Starting with Australia which supplies about 38% of our tourists and 22% of our merchandise export receipts things look very strong.
On average the Aussie economy has grown 3.7% the past five years with growth of 3.6% last year.
The unemployment rate is at a 33 year low of 4.1%, retail spending is ahead 8% from a year ago, house prices on average rose over 3% in the December quarter, and businesses are investing heavily with lending to the business sector up 26% in the past year.
The trouble for Australia however is that like ourselves they have run out of resources and that means their underlying inflation rate at the moment is above 3.5% and forecast to remain too high for the Reserve Bank of Australia’s comfort until 2010.
The RBA have increased their cash rate 0.75% so far over the past 8 months and are likely to increase again in the near future. Prospects for most New Zealand exporters continue to look quite reasonable especially if you are supplying a recovering farming sector, the booming mining industry, or even housing where a shortage of properties is pushing up rents and prices.

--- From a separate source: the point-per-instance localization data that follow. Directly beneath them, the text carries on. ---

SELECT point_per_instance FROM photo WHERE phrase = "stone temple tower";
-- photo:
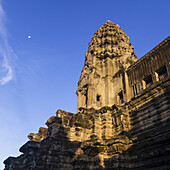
(103, 80)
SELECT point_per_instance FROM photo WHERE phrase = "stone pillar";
(128, 90)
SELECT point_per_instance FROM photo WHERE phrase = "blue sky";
(39, 75)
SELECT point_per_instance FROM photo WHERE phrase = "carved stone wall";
(104, 133)
(102, 78)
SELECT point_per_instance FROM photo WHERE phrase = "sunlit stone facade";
(123, 113)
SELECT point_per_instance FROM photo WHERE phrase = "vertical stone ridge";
(109, 52)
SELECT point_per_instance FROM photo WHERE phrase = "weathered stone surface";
(128, 130)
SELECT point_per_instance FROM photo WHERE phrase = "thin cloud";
(6, 52)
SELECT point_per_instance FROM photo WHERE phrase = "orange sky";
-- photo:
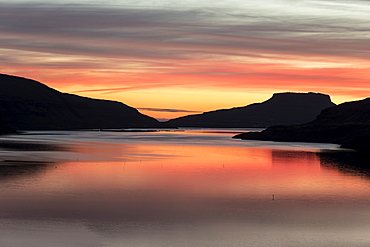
(169, 59)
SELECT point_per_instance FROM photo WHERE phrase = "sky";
(173, 58)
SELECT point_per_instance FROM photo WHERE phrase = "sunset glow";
(170, 59)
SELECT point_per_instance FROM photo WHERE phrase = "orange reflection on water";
(210, 171)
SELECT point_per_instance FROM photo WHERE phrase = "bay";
(187, 187)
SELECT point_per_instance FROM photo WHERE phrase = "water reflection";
(206, 189)
(348, 162)
(14, 169)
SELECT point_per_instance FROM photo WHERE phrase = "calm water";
(188, 188)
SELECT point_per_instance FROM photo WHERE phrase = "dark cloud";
(175, 34)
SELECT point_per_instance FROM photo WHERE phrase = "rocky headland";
(347, 124)
(281, 108)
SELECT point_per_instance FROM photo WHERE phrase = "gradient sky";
(174, 58)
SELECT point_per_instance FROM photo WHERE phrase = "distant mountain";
(30, 105)
(4, 129)
(347, 124)
(282, 108)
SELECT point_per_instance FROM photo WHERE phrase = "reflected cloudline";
(348, 162)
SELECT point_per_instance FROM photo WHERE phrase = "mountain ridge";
(281, 108)
(347, 124)
(30, 105)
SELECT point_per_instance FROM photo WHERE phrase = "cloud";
(228, 44)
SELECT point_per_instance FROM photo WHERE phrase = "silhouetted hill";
(282, 108)
(28, 104)
(5, 129)
(347, 124)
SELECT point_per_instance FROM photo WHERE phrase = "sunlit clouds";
(140, 52)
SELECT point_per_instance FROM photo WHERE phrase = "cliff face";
(347, 124)
(28, 104)
(282, 108)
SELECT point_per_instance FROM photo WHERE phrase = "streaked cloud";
(109, 47)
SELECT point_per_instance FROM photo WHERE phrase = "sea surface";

Plus with the Aussies raising interest rates whereas the chances are we won’t go up again the recent decline in the Kiwi dollar against the Aussie dollar may continue.
The European Union supplies 8% of our tourists and 14% of our merchandise export income and they grew very strongly by 2.7% last year after growth for the past five years averaging just 1.8%. Strong growth has allowed the European Central Bank to take interest rates up over the past two years from 2% to 4%.

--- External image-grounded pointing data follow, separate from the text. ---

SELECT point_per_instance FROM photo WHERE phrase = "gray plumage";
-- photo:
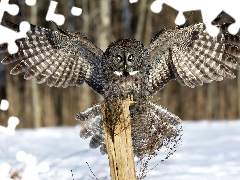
(186, 54)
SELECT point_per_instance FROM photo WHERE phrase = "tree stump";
(117, 132)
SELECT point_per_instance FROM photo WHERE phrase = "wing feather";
(192, 56)
(60, 58)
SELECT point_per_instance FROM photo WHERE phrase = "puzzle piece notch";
(76, 11)
(10, 129)
(12, 9)
(30, 2)
(51, 16)
(11, 36)
(4, 105)
(4, 171)
(208, 13)
(32, 168)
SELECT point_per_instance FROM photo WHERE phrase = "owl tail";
(158, 110)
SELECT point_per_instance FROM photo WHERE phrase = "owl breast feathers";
(186, 54)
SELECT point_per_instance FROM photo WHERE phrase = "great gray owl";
(186, 54)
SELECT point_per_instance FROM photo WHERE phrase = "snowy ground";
(210, 150)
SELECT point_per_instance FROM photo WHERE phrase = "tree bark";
(117, 133)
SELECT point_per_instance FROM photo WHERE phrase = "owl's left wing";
(60, 58)
(191, 56)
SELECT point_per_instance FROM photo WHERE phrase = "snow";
(209, 150)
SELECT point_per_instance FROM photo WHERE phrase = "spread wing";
(60, 58)
(191, 56)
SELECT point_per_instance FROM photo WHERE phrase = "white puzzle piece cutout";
(209, 11)
(10, 129)
(7, 35)
(4, 105)
(4, 171)
(30, 2)
(32, 168)
(76, 11)
(51, 16)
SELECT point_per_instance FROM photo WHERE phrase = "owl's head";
(124, 57)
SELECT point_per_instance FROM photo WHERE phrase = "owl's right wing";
(191, 56)
(59, 57)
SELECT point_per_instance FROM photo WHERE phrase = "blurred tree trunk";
(35, 102)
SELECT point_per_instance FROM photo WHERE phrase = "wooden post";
(117, 132)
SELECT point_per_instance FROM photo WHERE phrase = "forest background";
(104, 22)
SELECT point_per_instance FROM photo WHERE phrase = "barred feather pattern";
(191, 56)
(152, 126)
(60, 58)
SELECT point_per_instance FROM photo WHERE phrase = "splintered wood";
(117, 132)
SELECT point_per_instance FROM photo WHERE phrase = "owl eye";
(119, 58)
(130, 57)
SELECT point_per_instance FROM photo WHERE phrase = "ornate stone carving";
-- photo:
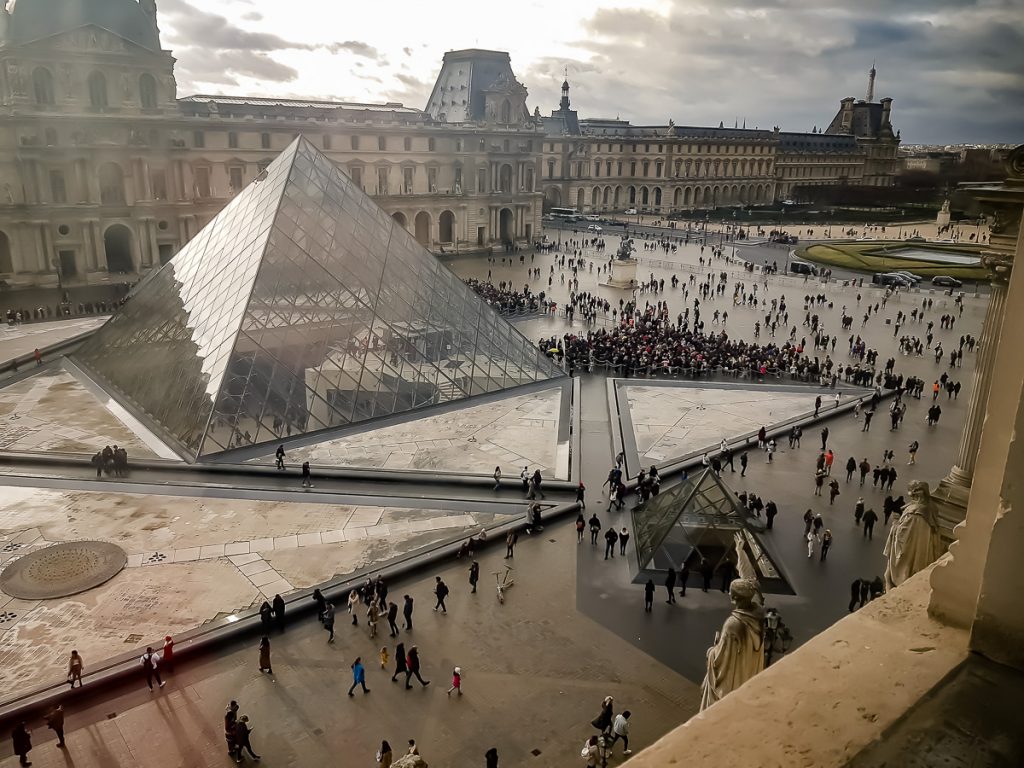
(913, 542)
(738, 650)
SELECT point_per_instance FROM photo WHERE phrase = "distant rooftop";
(299, 102)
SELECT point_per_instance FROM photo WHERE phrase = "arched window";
(112, 186)
(42, 85)
(147, 91)
(97, 90)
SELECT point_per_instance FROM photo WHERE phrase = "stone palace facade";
(105, 171)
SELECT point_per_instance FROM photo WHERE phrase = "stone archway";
(422, 224)
(118, 249)
(445, 226)
(506, 225)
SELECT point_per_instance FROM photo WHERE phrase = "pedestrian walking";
(75, 668)
(621, 730)
(407, 611)
(230, 720)
(150, 663)
(413, 668)
(610, 539)
(22, 740)
(317, 597)
(869, 519)
(358, 676)
(392, 615)
(912, 450)
(54, 721)
(510, 541)
(243, 736)
(329, 622)
(399, 662)
(456, 681)
(440, 592)
(373, 615)
(264, 654)
(279, 613)
(670, 585)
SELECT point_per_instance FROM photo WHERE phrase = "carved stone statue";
(913, 541)
(738, 650)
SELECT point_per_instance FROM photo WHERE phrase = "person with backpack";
(150, 663)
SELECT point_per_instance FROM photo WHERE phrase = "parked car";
(802, 267)
(888, 279)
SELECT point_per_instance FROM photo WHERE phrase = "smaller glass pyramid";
(698, 519)
(300, 307)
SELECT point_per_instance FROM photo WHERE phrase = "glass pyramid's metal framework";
(698, 519)
(300, 307)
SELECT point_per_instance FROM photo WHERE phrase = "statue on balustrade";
(738, 651)
(913, 542)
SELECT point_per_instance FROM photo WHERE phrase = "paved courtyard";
(572, 630)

At the moment however pressure is on them to cut rates because of retail spending running 2% down from a year earlier and a cessation of growth in industrial production.

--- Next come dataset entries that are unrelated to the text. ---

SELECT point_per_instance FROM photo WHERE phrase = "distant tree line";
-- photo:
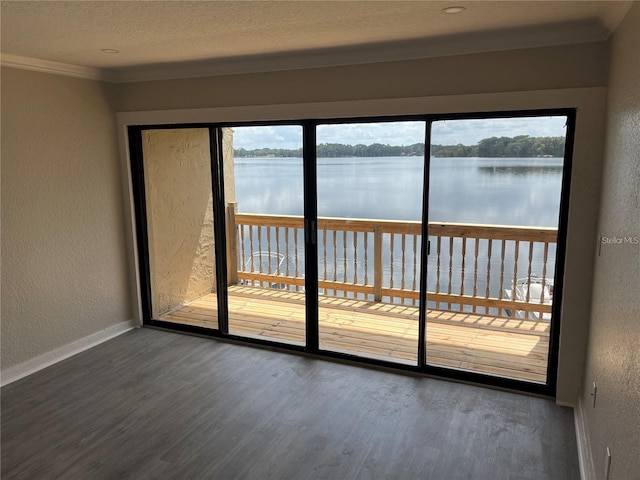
(494, 147)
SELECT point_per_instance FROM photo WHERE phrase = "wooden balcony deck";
(509, 347)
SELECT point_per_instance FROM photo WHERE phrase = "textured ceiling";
(152, 33)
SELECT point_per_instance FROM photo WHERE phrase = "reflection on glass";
(263, 190)
(494, 201)
(180, 226)
(370, 190)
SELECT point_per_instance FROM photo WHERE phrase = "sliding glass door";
(180, 226)
(343, 238)
(494, 209)
(263, 183)
(369, 201)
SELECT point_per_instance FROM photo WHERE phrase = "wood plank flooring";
(513, 348)
(151, 404)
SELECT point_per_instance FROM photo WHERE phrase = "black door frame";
(311, 254)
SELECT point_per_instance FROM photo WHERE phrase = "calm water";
(507, 191)
(503, 191)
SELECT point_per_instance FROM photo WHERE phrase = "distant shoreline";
(522, 146)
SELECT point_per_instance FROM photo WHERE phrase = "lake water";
(501, 191)
(507, 191)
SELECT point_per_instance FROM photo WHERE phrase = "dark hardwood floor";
(160, 405)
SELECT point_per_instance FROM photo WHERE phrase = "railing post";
(232, 244)
(377, 263)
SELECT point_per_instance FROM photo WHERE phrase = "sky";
(449, 132)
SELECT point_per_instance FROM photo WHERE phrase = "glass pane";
(370, 191)
(177, 171)
(264, 195)
(494, 202)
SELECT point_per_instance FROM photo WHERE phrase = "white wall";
(64, 257)
(613, 358)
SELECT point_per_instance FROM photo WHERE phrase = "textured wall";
(179, 216)
(613, 358)
(64, 259)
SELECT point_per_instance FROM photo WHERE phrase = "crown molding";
(55, 68)
(415, 49)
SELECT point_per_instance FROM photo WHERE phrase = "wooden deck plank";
(514, 348)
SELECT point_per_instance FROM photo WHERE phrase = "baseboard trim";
(585, 459)
(54, 356)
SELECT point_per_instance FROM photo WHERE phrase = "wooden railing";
(470, 267)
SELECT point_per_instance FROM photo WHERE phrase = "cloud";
(445, 132)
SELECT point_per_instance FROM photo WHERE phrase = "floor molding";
(24, 369)
(584, 445)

But their inflation rate is 3.2% and they are very wary of simply easing now and having to reverse those cuts over 2009 because of a blow-out in inflation.
The environment is likely to be challenging for many New Zealand exporters sending goods there but still overall growth near 2% is likely.
United States supplies about 8% of our tourists and 12% of our merchandise export receipts and things there look fairly dire at least in the first half of the year when recession is possible.
The Federal Reserve had raised interest rates from 1% in 2004 to 5.25% last year and growth was slowing comfortably until the rate rises revealed massively bad lending in the housing sector.
Banks are bleeding capital and decreasingly willing to lend not only to each other but to businesses and individuals.
This is the main worry for the United States – a credit crunch.
To help combat this the Federal Reserve have slashed interest rates from 5.25% down to 3% and further cuts to 2% are likely. Conditions are likely to be challenging for most New Zealand exporters especially those hoping for extra tourists. Visitors here from the United States fell 4% last year.
In Japan growth has averaged 2.1% the past five years and was 2.1% last year with a healthy 0.9% rise in the December quarter.
There is only minor evidence of slowing growth in activity with industrial production growth down, export growth slowing to 11% from 14% a year ago, but dwelling starts off 27% because of earthquake rule changes in the middle of the year.
Confidence indicators are in terrible territory with householders scared by real earnings falling 2.5% over the past year, the fresh collapse in share prices, and knowledge that the central bank’s interest rate of 0.5% leaves little room for movement to improve the situation.
They know also that with the government finances still bad a stimulative fiscal package is unlikely.
Exposure to the United States means export growth is at risk especially with the Yen rising against the greenback over the past year. Plus the population is ageing and shrinking and jobs growth has mainly been in the area of part-time and casual work.
Growth in Japan is likely to come in close to 1% this year but hopefully with some improvement over 2009. For exporters this year could be relatively tough.
In China continued strong growth is likely this year but the authorities are desperately trying to slow things down because inflation is at 7.1% and people are getting increasingly angry about high food and energy prices.
Monetary policy has been tightened and is likely to be tightened further this year and the authorities are likely to allow faster appreciation of the Yuan. It looks reasonably positive for New Zealand exporters.
Finally, in the United Kingdom growth has also been strong recently but manufacturing growth has now ended and retail sales growth has also slowed down.
The housing market is weak with falls in house prices recently but the Bank of England attempting to help things with interest-rate cuts so far of 0.5% and another 0.5% worth of cuts likely in the near future.
The main problem for New Zealand exporters to the UK is likely to be the exchange rate which looks like firming further in the next few months.
Tony Alexander is chief economist at the Bank of New Zealand.